Una bella fetta di sardi è permalosa e poco incline a fare autocritica, questo é un dato di fatto. Io ho ricevuto i peggio insulti per aver mosso critiche rispetto ad alcune cose che non vanno bene nella nostra Regione, ma anche per video in cui semplicemente interpretavo il sardo in alcune circostanze. Inizialmente ci rimanevo malissimo, poi ho maturato la consapevolezza che a lavare la testa all’asino di perde tempo e sapone, perciò io continuo a fare quello che voglio, tanto qualunque cosa facciamo troveremo sempre qualche detrattore.
Cosa rappresenta per te il sardo e la Sardegna? Quanto sono “di cuore” per te?

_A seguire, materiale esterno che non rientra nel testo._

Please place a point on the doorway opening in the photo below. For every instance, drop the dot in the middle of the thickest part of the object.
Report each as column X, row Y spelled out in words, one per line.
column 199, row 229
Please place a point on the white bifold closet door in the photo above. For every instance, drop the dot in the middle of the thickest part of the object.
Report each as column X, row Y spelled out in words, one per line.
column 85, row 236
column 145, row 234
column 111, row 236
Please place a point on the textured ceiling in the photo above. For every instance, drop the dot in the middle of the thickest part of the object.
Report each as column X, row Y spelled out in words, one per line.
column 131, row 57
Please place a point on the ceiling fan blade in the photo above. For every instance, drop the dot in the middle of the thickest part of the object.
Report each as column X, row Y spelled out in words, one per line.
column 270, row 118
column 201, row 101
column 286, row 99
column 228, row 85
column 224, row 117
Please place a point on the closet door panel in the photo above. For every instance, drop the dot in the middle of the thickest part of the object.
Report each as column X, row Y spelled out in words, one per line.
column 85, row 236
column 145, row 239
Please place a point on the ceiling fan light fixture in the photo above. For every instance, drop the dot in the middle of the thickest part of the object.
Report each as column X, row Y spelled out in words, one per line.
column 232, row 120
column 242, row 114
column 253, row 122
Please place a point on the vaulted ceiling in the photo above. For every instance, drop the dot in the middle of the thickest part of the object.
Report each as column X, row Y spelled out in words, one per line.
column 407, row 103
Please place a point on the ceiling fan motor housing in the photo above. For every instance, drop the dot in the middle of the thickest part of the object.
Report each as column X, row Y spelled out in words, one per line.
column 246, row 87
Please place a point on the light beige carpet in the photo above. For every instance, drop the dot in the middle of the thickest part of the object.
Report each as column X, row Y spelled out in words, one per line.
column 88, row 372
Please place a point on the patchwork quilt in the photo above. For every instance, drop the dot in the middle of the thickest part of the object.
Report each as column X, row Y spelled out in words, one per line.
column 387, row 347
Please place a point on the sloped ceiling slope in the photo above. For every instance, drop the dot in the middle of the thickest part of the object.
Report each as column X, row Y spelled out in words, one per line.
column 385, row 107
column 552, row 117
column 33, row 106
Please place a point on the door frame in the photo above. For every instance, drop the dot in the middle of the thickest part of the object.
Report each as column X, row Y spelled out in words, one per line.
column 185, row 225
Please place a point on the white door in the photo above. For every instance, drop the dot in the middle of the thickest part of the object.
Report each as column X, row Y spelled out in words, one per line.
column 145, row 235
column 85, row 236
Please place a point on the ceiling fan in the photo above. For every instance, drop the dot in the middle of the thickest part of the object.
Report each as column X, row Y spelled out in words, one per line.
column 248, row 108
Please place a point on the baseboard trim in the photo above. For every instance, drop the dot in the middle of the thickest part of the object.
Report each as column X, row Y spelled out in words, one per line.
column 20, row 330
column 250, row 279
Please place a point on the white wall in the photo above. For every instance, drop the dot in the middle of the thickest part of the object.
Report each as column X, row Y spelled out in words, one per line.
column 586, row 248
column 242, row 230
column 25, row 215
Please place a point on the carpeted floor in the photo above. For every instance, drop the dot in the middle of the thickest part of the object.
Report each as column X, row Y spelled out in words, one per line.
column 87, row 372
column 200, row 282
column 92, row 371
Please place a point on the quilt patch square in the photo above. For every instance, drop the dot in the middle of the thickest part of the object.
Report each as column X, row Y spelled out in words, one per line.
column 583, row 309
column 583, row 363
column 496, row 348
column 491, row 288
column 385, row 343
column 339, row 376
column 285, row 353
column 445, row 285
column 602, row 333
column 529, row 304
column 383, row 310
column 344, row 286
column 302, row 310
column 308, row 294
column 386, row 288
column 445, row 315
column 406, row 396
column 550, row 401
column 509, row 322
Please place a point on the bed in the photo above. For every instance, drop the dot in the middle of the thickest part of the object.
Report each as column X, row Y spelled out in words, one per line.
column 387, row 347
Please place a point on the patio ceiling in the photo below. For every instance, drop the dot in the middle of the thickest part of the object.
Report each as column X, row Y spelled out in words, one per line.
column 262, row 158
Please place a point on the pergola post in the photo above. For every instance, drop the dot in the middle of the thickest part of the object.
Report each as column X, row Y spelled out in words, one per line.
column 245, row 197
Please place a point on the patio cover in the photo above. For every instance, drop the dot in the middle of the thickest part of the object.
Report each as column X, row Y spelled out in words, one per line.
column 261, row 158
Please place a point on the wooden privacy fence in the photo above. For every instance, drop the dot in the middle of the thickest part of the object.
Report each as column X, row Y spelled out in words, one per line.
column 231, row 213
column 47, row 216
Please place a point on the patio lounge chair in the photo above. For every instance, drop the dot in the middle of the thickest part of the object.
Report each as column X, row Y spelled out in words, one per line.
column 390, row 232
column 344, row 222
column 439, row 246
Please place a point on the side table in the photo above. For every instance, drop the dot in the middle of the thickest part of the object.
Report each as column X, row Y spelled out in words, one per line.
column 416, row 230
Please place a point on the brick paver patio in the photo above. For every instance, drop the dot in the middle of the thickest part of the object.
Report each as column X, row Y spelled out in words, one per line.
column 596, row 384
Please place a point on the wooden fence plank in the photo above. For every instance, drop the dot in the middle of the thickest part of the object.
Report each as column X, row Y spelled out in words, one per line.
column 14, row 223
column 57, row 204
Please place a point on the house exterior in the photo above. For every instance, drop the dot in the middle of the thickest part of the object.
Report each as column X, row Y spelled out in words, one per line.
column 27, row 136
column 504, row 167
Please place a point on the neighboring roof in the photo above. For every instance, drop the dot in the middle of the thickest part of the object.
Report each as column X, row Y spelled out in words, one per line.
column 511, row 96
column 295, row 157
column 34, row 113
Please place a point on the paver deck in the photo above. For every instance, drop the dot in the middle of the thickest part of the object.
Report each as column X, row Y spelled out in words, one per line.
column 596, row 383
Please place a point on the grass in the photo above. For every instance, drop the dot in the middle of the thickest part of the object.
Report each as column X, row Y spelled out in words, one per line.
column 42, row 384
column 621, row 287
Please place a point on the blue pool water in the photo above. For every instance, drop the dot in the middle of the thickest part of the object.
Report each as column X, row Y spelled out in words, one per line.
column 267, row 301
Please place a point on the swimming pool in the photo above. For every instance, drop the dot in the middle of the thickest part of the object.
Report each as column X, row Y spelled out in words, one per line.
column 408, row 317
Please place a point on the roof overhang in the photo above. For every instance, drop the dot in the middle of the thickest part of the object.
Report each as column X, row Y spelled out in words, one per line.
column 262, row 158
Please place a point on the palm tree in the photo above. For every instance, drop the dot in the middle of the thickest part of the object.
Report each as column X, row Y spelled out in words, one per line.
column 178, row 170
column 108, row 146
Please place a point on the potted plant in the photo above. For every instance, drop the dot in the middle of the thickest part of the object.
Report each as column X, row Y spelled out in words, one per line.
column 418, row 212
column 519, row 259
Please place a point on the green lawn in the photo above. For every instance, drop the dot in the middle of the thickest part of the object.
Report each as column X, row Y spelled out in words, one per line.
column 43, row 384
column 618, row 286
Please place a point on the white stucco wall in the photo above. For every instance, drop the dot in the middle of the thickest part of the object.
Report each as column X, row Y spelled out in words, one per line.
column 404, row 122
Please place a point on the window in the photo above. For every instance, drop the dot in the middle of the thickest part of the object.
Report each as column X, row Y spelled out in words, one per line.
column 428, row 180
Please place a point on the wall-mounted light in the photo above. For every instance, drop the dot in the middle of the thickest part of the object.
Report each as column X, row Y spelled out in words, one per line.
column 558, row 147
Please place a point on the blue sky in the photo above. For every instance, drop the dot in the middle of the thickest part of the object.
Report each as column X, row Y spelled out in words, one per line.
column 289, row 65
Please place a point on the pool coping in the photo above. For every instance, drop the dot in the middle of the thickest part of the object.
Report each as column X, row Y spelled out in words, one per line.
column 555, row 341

Ti darò una risposta diplomatica ma onesta: sto ancora cercando di capirlo. Sono arrivato in Sardegna quando avevo 7 anni e non l’ho mai sentita “casa”. Fin dai primi mesi, ho sempre sentito il peso del provincialismo, del bullismo e questo non mi ha fatto amare questa terra. Ho vissuto all’estero per lavoro e studi universitari e durante quegli anni ho sentito quell’ossigeno che in Sardegna non ho mai sentito. Una volta tornato, non mi sono sentito grato di vivere qui, ma avevo due strade da percorrere: andarmene via per sempre o provare a innamorarmi di questa terra ogni giorno, con dedizione. Questo è quello che sto facendo oggi. Ogni giorno do l’opportunità a me stesso di scoprire cose nuove della Sardegna e dei sardi e spesso rimango sorpreso. Il sardo, però, quello ce l’ho nell’anima: sogno in sardo e determinati concetti riesco ad esprimerli solo ed esclusivamente in sardo! Ma é una cosa che sto approfondendo in un romanzo che sto scrivendo e che spero veda la luce al più presto, perché sono sicuro che come me ci sono tantissime altre persone.

La divulgazione è un contenuto importante del tuo lavoro. Da cosa nasce la volontà e che scoperte fai ogni giorno?
La divulgazione è nata per caso: i primi anni ho fatto contenuti esclusivamente comici, leggeri. Poi l’anno scorso, girando la Barbagia con Instagram per raccontare la storia di ogni Comune, ho riscoperto il piacere per la storia. Quando ho iniziato a lavorare in tv con il mio programma “Lost in Sardinia”, dove faccio esattamente quello che facevo online, ho avuto la conferma di questo sentimento: raccontare la storia mi piace, da morire! Così qualche mese fa ho terminato la prima stagione di “Sinteticamente Sardegna”, il mio format in cui condivido curiosità sui personaggi che hanno dato lustro alla Sardegna o personaggi sardi storici importanti.
Credi che la storia sarda sia ancora in buona parte inesplorata da chi vive l’isola? Se sì, cosa manca per far crescere la consapevolezza delle nostre origini?
La storia è poco proposta nelle scuole, ma non per disinteresse, ma perché il sistema scolastico non lo permette ai docenti. In uno Stato in cui i tagli all’Istruzione sono sempre più importanti, un insegnante si ritrova a dover scegliere di cosa parlare e agevolare gli studenti per la maturità e alla maturità non si parla di storia della Sardegna. Per questo motivo per me la divulgazione è un regalo che sto facendo anche a me stesso: studio l’argomento, lo rielaboro, cerco una chiave leggera d’esposizione e condivido. Credo tanto in questo progetto e spero un giorno possa diventare qualcosa di più grande. Ora siamo in due a lavorarci, io e Alessandro Milia, il mio revisore storico che mi “tira le orecchie” quando trascuro parti di una storia o le reinterpreto in modo approssimativo. Ogni volta imparo cose nuove e per me è fondamentale avere sempre nuovi stimoli!